Dynamo and the Cosmic Grid

Author : Udynamo

Required Knowledge : Dynamic Programming, Convex Hull Trick, Alien's Trick

Time Complexity : $\mathcal{O}(N \log (MaxPenalty))$

Editorialist : Udynamo

Approach:

First, let's analyze the teleport score formula. Let's expand the math for a teleport from $(r_1, c_1)$ to $(r_2, c_2)$ :

$\text{Score} = (\Delta r + \Delta c)^2 - 2 \cdot \Delta r \cdot \Delta c + A[r_2] + B[c_2]$

Expand the squared term:

$\text{Score} = \Delta r^2 + 2 \cdot \Delta r \cdot \Delta c + \Delta c^2 - 2 \cdot \Delta r \cdot \Delta c + A[r_2] + B[c_2]$

The $2 \cdot \Delta r \cdot \Delta c$ terms cancel out perfectly, leaving us with:

$\text{Score} = \Delta r^2 + A[r_2] + \Delta c^2 + B[c_2]$
$\text{Score} = (r_2 - r_1)^2 + A[r_2] + (c_2 - c_1)^2 + B[c_2]$

Notice that the row scores and column scores are now completely independent. This means we don't need to solve a complex 2D grid problem! We can solve a 1D problem for the rows, solve the exact same 1D problem for the columns using dynamic programming, and simply add the two minimum scores together.

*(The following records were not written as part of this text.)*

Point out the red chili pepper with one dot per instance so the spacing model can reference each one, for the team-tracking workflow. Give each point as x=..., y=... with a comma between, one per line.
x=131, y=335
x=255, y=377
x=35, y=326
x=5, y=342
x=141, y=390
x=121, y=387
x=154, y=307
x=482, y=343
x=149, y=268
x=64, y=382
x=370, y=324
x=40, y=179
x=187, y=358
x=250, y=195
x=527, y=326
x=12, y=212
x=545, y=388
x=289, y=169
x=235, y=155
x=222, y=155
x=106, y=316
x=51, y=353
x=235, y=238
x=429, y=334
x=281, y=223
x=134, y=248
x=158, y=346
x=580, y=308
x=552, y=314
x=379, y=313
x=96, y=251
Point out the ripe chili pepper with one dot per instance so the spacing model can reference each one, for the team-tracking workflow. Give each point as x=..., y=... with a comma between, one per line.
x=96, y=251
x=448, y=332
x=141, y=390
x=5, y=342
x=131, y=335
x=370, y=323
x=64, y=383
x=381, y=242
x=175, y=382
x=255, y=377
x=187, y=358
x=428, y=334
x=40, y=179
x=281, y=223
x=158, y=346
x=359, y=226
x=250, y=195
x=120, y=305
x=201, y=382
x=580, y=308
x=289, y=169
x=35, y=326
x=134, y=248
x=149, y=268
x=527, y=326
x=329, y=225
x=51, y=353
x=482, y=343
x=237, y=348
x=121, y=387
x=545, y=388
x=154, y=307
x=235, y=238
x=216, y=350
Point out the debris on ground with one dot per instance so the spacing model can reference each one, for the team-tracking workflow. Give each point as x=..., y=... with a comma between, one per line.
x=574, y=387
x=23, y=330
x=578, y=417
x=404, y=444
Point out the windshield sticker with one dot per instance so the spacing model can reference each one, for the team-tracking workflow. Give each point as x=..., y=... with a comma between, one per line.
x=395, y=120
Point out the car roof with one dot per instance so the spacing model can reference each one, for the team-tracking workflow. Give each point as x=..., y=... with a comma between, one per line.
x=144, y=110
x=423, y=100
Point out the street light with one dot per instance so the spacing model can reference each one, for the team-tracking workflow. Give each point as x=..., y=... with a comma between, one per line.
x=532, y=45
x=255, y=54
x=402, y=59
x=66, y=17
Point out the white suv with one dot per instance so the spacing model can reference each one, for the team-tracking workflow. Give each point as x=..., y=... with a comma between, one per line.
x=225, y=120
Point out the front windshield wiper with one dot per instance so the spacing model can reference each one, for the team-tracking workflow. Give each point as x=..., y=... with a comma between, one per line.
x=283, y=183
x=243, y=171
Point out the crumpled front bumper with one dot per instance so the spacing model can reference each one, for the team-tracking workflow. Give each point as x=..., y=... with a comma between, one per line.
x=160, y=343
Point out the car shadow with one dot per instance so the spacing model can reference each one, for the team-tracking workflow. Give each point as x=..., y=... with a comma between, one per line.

Let's formulate the 1D problem: What is the minimum score to reach index $i$ in exactly $k$ teleports? Let $dp[k][i]$ be the minimum score to reach index $i$ using exactly $k$ teleports.

$dp[k][i] = \min_{j < i} (dp[k-1][j] + (i - j)^2 + A[i])$

Calculating this naively takes $\mathcal{O}(N)$ transitions for each of the $N$ states, over $K$ steps, resulting in an $\mathcal{O}(N^2 \cdot K)$ time complexity. This is far too slow for $N, K \le 10^5$ . We need to optimize.

Optimization 1: Convex Hull Trick

Let's expand the distance squared term in our transition: $(i - j)^2 = i^2 - 2ij + j^2$ . Substituting this back into the DP:

$dp[k][i] = A[i] + i^2 + \min_{j < i} (\underbrace{-2j}_{m} \cdot \underbrace{i}_{x} + \underbrace{j^2 + dp[k-1][j]}_{c})$

This is exactly the equation of a line: $y = mx + c$ . Since $j$ is strictly increasing, the slopes $m = -2j$ are strictly decreasing. Furthermore, our query points $x = i$ are strictly increasing. Because both the slopes and the query points are monotonic, we can maintain the lower envelope of these lines using the Convex Hull Trick (CHT) with a Monotone Queue (or a Li Chao Tree) in $\mathcal{O}(1)$ amortized time per state.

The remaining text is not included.